Glazer, who courted Republicans since he announced his campaign at the last minute before filing closed, easily topped the field of five official candidates with 32.8 percent of the vote. Bonilla, backed by the unions and many of the elected Democrat officials, finished second at 24.9, while former Assemblywoman Joan Buchanan was third with 22.6 percent.
What's stunning is that Republican Michaela Hertle, who withdrew from the campaign shortly after filing closed and backed Glazer, drew 17 percent of the vote. Glazer's campaign spent plenty of money sending targeted mailers to Republicans with the message from Hertle that she had withdrawn and was supporting Glazer and there was plenty of news coverage about that fact.
In a conversation late last year with Joan Buchanan, she said that she expected this special election to be all about reaching people who always voted—the five of five elections folks. The preliminary turnout, with plenty of absentees ballots still to be counted, was about 20 percent and likely will climb to about 23 percent. That's more than double the special election earlier this year in Southern California, but the number of presumably Republican voters that ignored the flood of mail to vote for a candidate who withdrew is stunning.
Joan was elected to the San Ramon Valley school board six times, but that is non-partisan. She told me that is was notable how many voters who supported her for the school board could not back her when a (D) was behind her name.
With the May 19 opponents now decided, consider that the deluge of mail in the primary was a mere sampling. There will be no holds barred for the unions as they strive to defeat Glazer just as there will be plenty of money from unaffiliated groups backing Glazer.
It will be a real bare knuckles fight.
Switching gears entirely, when we were snow skiing a lot, Sierra at Tahoe was our favorite place—even back to when it was family owned as Sierra Ski Ranch. Although we owned a timeshare within an easy walk of Heavenly Valley, we would jump in the car and drive back over Echo Summit to Sierra for a day of skiing.

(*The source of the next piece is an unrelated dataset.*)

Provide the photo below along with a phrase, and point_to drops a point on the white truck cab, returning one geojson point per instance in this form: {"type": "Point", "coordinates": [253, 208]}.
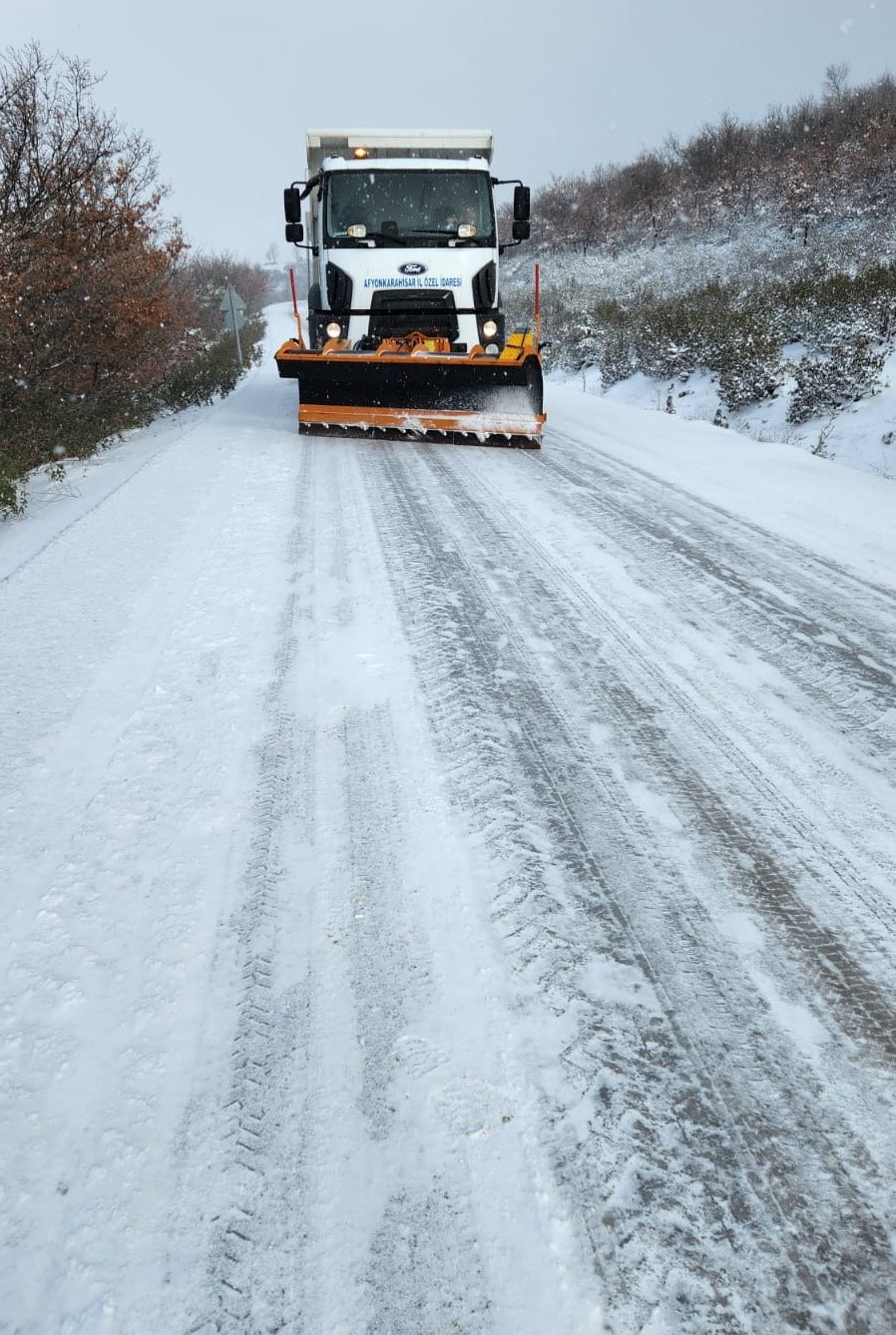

John Rice, the long-time general manager of Sierra, announced last weekend that the resort would be closing on March 16—stunningly early, but an accurate reflection of the snow level. The official snow reading that is taken monthly is in the meadow just north of the entrance road to Sierra. The resort has received about one-third of its normal snowfall.
Sierra was the first major resort to close, although it will be joined by Sugar Bowl near Donner Summit after this weekend. Sugar Bowl traditionally receives one of the deepest snow packs in the Tahoe area.
Incidentally, John earned a special spot on my list of managers who care. I met him one Christmas season when there was minimal grooming because of a low snow pack and that was opposite the normal Sierra experience. I went to the office to ask about it and he walked me down to the mountain manager's office to share my views.
A year later, when my nephew had failed to show up on the bus back from Sierra, I dialed the resort and left a voice mail for John late in the afternoon. To my pleasant surprise, he returned the call, listened to my concerns, and checked out the situation. Fortunately, my missing nephew showed up and all was well—with a major note about a senior manager who paid attention and took action.
Sadly, that's what he did when he closed—hopefully to re-open if a major storm that is not on the horizon returns.
The global warming devotees will celebrate this—I would suggest checking out the record snowfall in Boston where my oldest cousin lives and has been digging out all winter.